New skinny skyscraper set to rise in Midtown Manhattan
Manhattan’s 57th Street continues its ascent as New York City’s new gold coast with a skinny skyscraper unveiled by SHoP Architects and JDS Development. SHoP most recently celebrated the groundbreaking of another skyscraper for JDS along the East River, but has now been tapped to build a lean, luxury high-rise on West 57th Street that could climb to a whopping 1,350 feet tall.
[Images Courtesy SHoP.]
If built, the condo tower would stand 100 feet taller than the Empire State Building. The Wall Street Journal reported that while developers JDS Development and Property Markets Group will not comment on whether financing has been secured, they have already presented plans to the Landmarks Preservation Commission.
Stepping back from the street as it rises, the quarter-mile-high skyscraper will emulate steps and be clad in bronze-and-white terra-cotta stripes. SHoP partner Vishaan Chakrabarti told the Journal that the materials would create an effect that “sparkles during the day and has a soft glow at night.” The developers were able to add height to the building by purchasing air rights from other properties in the vicinity.
Elsewhere on 57th Street, BIG is building a pyramidal “court-scraper,” Raphael Viñoly has designed the 1,380-foot-tall 432 Park Tower, Christian de Portzamparc’s One57 tower is nearing completion, Cetra Ruddy has designed an ultra-skinny 51 story tower, and SOM’s Roger Duffy is planning a prismatic, 57-story tower. Chicago’s skyscraper experts, Adrian Smith + Gordon Gill, have also been tapped to design a skyscraper near 57th and Broadway, but no design has been released.
The Landmarks Preservation Commission just gave JDS the green light to build its sinewy tower.

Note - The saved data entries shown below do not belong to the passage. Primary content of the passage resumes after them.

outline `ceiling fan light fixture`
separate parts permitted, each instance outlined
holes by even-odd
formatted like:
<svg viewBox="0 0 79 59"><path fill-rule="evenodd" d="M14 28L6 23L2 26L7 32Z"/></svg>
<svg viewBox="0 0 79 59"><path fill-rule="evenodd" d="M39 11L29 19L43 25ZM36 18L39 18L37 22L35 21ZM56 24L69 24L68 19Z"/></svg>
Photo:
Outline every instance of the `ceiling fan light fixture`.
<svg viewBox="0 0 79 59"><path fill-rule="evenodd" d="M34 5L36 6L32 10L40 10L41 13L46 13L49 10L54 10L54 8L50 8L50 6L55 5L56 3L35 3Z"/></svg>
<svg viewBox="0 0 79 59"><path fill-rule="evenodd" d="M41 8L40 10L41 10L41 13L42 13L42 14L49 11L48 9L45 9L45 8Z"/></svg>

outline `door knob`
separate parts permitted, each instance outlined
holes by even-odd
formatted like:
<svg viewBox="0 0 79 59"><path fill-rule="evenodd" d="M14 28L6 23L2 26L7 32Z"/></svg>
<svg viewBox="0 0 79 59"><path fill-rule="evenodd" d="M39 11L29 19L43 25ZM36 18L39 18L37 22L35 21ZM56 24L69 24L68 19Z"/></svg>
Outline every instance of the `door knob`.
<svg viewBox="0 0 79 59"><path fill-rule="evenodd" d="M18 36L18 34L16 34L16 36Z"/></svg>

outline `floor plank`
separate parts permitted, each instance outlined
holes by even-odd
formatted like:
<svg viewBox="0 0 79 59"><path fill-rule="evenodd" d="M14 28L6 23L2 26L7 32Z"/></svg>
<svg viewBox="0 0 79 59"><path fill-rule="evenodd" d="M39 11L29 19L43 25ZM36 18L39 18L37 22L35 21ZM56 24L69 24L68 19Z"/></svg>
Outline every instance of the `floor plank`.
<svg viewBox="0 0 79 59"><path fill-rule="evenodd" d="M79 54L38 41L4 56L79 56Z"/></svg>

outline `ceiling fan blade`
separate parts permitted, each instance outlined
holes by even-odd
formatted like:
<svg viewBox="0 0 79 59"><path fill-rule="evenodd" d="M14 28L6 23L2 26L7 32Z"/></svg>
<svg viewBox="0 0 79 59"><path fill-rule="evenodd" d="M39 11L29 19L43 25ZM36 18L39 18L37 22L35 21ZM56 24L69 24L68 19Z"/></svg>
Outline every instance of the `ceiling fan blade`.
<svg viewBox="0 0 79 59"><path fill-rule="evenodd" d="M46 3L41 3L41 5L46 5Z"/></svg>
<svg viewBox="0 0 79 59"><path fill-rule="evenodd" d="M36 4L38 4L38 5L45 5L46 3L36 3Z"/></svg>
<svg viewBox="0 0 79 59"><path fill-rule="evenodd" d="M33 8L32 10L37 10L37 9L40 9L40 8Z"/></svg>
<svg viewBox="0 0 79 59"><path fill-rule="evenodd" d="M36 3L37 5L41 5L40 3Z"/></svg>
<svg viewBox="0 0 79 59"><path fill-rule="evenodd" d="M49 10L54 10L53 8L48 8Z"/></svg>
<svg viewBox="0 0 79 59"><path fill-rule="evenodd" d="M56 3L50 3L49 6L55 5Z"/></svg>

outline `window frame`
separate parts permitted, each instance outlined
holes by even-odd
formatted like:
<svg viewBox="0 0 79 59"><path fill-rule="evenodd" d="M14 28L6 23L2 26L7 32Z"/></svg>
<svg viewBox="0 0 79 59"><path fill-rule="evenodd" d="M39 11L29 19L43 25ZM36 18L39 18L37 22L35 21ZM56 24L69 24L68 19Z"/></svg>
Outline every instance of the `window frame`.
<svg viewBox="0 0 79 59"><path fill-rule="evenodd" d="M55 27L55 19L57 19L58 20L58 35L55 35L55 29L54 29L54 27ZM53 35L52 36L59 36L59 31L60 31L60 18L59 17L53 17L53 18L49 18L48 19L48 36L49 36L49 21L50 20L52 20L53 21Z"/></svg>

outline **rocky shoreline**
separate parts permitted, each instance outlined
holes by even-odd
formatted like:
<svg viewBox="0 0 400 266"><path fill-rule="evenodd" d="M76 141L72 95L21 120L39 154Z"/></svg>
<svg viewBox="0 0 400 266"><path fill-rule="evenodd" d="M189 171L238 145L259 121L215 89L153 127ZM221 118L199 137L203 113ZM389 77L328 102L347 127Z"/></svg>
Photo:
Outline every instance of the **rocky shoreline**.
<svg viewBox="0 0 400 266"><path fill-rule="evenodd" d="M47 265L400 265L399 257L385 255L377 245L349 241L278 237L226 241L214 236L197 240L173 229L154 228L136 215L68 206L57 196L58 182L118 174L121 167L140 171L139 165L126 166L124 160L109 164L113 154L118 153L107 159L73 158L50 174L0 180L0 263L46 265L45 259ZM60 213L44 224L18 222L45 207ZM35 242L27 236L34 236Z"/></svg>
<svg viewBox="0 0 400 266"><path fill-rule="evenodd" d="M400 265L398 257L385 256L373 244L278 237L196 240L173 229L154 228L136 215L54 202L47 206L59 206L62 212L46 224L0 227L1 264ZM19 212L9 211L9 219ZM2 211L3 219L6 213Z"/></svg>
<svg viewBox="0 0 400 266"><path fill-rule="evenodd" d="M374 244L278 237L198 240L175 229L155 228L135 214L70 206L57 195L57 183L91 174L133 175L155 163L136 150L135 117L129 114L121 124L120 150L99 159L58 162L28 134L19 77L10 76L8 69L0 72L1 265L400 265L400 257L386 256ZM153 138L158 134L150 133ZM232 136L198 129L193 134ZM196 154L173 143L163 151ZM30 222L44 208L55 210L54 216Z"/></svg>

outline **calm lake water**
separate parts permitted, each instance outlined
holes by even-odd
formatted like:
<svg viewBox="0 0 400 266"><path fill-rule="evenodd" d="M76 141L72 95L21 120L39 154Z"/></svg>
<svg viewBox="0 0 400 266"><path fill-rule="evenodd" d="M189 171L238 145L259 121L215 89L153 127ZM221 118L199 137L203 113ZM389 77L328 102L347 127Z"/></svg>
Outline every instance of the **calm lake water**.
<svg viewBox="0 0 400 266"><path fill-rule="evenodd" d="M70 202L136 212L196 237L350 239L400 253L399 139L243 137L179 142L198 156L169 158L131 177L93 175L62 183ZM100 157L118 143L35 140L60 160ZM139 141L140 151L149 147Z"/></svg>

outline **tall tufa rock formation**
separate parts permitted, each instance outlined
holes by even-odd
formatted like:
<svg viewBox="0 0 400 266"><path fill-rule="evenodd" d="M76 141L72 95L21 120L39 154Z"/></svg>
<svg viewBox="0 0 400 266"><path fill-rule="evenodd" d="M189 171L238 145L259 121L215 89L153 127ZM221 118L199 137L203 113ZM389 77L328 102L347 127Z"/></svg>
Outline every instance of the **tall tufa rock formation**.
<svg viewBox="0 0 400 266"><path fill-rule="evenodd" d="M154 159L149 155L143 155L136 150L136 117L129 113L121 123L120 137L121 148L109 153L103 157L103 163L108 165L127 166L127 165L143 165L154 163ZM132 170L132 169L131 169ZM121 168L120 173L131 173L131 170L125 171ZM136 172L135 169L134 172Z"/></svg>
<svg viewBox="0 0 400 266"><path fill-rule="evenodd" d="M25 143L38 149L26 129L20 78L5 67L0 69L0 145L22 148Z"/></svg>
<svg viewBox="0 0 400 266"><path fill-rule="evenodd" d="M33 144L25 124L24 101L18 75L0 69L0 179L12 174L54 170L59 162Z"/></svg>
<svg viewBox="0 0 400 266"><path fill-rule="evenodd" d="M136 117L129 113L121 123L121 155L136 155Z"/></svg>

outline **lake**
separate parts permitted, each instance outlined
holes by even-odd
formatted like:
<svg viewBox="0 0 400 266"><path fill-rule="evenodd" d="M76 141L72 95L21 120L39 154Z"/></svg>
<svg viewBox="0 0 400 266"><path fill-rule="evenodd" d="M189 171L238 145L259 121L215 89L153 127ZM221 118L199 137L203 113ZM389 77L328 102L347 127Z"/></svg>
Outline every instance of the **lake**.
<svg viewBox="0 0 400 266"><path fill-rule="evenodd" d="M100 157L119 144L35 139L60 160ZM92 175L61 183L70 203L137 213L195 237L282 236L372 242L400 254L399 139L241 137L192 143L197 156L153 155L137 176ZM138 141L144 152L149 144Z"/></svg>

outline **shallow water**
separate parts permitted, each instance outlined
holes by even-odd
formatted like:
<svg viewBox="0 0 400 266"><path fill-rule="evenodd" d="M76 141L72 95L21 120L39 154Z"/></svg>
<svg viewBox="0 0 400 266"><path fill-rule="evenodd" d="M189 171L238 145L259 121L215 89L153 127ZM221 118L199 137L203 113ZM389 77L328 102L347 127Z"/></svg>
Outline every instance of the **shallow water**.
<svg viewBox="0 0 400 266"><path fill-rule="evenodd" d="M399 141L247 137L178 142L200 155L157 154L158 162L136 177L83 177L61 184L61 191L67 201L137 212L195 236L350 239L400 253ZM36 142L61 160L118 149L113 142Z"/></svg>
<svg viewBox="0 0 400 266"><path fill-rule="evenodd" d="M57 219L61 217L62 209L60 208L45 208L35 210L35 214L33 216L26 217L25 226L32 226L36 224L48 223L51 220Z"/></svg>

The building will be set back to respect its landmarked neighbor, the Steinway Building. JDS will also take over a portion of the adjacent lot belonging to the historic structure.

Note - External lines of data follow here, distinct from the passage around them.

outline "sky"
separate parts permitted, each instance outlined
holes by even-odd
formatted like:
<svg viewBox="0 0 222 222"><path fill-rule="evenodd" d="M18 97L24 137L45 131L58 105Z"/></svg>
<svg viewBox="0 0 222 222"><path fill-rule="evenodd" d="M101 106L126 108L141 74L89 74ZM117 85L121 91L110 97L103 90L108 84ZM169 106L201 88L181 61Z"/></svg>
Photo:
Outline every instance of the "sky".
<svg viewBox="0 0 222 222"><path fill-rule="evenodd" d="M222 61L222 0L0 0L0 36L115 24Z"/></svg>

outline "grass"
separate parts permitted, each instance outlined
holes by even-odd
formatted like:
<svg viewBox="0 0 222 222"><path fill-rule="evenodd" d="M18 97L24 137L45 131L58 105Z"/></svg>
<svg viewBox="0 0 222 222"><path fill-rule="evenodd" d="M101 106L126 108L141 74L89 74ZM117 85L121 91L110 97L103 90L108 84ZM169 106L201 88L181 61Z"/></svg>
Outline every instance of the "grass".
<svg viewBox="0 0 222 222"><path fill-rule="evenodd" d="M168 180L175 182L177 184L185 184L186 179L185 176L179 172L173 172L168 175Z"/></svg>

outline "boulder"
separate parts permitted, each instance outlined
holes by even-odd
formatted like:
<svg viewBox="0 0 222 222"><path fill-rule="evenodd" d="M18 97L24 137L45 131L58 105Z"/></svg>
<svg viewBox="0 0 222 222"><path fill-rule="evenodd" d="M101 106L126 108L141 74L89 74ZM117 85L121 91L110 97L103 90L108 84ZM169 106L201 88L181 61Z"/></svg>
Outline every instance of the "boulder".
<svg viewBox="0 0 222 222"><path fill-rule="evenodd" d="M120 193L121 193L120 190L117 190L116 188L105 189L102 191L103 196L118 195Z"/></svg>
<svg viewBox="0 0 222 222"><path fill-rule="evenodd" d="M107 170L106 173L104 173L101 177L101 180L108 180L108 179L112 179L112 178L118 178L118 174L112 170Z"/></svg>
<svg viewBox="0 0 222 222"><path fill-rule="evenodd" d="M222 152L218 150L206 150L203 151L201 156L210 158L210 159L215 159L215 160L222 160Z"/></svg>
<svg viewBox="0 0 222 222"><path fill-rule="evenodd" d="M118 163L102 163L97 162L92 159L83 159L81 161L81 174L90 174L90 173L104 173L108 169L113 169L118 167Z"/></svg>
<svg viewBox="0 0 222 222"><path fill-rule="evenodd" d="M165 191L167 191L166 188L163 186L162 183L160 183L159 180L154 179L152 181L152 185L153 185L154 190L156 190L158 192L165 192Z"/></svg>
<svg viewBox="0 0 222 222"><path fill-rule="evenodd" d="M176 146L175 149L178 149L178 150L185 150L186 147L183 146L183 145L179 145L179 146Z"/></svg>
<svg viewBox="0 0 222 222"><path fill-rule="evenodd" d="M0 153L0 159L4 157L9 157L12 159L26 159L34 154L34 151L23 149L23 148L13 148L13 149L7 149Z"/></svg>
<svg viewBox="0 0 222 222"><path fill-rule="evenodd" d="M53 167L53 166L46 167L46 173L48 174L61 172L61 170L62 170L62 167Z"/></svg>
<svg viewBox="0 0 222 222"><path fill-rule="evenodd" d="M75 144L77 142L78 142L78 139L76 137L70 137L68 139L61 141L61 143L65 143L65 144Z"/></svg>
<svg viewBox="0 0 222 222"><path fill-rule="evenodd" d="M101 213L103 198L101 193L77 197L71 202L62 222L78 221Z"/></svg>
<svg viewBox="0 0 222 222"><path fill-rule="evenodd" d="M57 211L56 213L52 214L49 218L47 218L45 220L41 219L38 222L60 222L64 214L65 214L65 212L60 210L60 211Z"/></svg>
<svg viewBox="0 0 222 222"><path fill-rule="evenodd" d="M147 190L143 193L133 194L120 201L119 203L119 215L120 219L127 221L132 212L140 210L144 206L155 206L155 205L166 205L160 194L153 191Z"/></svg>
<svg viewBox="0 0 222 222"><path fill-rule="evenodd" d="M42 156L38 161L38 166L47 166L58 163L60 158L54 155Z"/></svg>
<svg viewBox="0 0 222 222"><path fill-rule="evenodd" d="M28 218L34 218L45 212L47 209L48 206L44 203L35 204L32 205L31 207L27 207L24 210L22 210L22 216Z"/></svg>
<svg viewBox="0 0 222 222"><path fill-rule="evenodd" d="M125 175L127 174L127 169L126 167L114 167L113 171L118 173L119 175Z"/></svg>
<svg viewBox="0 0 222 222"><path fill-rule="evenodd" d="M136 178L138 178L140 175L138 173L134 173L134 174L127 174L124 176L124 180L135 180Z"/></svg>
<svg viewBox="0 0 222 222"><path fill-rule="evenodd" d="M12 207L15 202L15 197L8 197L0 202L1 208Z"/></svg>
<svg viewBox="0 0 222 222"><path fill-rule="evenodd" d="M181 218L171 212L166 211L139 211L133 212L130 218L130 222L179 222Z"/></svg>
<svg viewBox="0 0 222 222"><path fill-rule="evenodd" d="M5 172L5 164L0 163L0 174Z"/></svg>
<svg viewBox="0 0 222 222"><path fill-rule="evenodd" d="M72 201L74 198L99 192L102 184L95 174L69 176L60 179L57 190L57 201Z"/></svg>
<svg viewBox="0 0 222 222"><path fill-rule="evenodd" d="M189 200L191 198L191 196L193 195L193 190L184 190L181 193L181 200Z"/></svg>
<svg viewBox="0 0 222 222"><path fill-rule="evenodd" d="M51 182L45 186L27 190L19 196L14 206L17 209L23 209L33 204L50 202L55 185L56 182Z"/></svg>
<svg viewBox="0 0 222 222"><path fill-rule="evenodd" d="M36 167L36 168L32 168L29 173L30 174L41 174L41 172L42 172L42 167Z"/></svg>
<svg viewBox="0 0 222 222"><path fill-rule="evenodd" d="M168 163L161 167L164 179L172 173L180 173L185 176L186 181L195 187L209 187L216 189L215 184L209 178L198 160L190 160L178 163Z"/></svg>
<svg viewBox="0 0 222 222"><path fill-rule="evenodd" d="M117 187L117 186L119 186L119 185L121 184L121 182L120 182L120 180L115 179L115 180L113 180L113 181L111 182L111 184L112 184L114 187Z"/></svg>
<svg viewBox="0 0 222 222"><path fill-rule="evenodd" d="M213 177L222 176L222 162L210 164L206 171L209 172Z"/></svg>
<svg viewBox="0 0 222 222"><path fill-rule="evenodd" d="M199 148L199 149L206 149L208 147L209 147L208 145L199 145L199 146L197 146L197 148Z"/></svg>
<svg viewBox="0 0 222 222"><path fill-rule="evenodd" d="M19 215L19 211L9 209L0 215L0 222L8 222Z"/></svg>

Another proposed development on 57th Street, the Smith + Gorden Gill-designed tower, has been met with resistance from local residents. The Commission decided to approve the controversial project, much to the chagrin of the local community board and several historic preservation groups. Opponents of the building have expressed their concern that the cantilever tower will over shadow the French Renaissance style Art Student League.
JDS said it hopes to break ground by 2014.